Browser Identity Interactions
Full Title or Meme
The full range of Browser Identity Interactions from the initial identity creation to large scale federation interactions.
- The OpenID Connect protocol was the first major successful method to create Single Sign On (SSO) functionality in commonly available browsers.
- This protocol worked its magic by a method now known as front-channel even though that term does not appear in the OpenID Connect spec.
- Front channel communications relies on communications from the IdP to the RP to flow through the user's browser, rather than the back channel flow directly between the Idp and RP.
- The problem occurs when the RP and IdP are not in the same domain (or origin see wiki page Cross-Origin iFrame for descriptions of those terms.
- Will not be able to detect the IDP session changes, hence will not be able to log out from the client application using front channel (back channel still works).
- Sign in functionality will work, but there is no SSO experience between multiple applications. That is between sites that are not recognized as first party sites.

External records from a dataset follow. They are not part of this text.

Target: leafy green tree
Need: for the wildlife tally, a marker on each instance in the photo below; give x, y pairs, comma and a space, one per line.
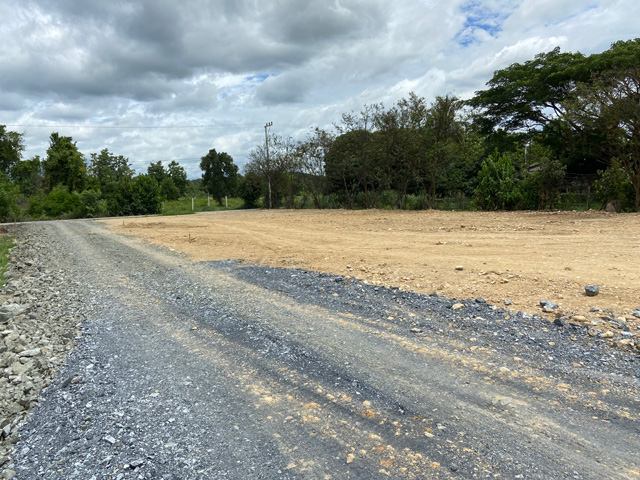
219, 174
443, 138
310, 155
499, 187
145, 196
11, 148
529, 95
614, 188
250, 189
168, 189
64, 164
93, 205
611, 104
177, 173
399, 139
156, 170
343, 162
9, 210
28, 176
543, 177
105, 168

This applies only to RPs that embed the sign in page in the RP site as an iFrame, pop up or similar.
- Some new protocols, like token-binding will no longer function during sign in.

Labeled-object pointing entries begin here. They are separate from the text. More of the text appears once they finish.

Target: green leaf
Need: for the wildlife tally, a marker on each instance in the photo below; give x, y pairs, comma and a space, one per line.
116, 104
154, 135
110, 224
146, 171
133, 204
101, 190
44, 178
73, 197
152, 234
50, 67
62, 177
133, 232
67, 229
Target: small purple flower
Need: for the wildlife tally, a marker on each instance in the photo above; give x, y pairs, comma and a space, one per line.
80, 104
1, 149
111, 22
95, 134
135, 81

- The password manager (PM) is a pluggable feature in the browser. Generally the HTTP hooks are standardized, but the manager itself does not appear to be.
- The PM can recognize when a user has been at a site before and that the site is asking for a user name and password.

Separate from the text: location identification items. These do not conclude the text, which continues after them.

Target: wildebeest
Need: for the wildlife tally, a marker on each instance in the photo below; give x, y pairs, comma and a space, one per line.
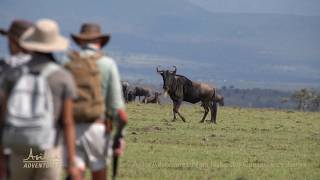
181, 89
125, 86
152, 99
130, 94
142, 91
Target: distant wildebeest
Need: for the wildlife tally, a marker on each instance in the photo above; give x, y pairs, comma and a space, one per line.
152, 99
130, 94
142, 91
181, 89
125, 86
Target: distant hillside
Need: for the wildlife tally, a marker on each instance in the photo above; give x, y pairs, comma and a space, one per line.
246, 50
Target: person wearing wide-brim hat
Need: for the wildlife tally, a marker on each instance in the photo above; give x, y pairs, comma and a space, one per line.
41, 40
18, 54
94, 142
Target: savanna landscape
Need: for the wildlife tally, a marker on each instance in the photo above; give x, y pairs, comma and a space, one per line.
245, 144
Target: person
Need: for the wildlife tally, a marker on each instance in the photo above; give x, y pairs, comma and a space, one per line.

- Giving the user control over their own identifiers creates the need for secure storage of user secrets that can be used during the sign in process.
- The use of third party cookies to track the user from the RP to the IdP is the same method used by advertisers to track user behavior on the Web.
- The browsers all block some use of third party cookies in 2020 and are set to soon block all use of third party cookies.
- Most of the money made on the web is through advertising. Companies like Google cannot afford the loss of their primary revenue stream.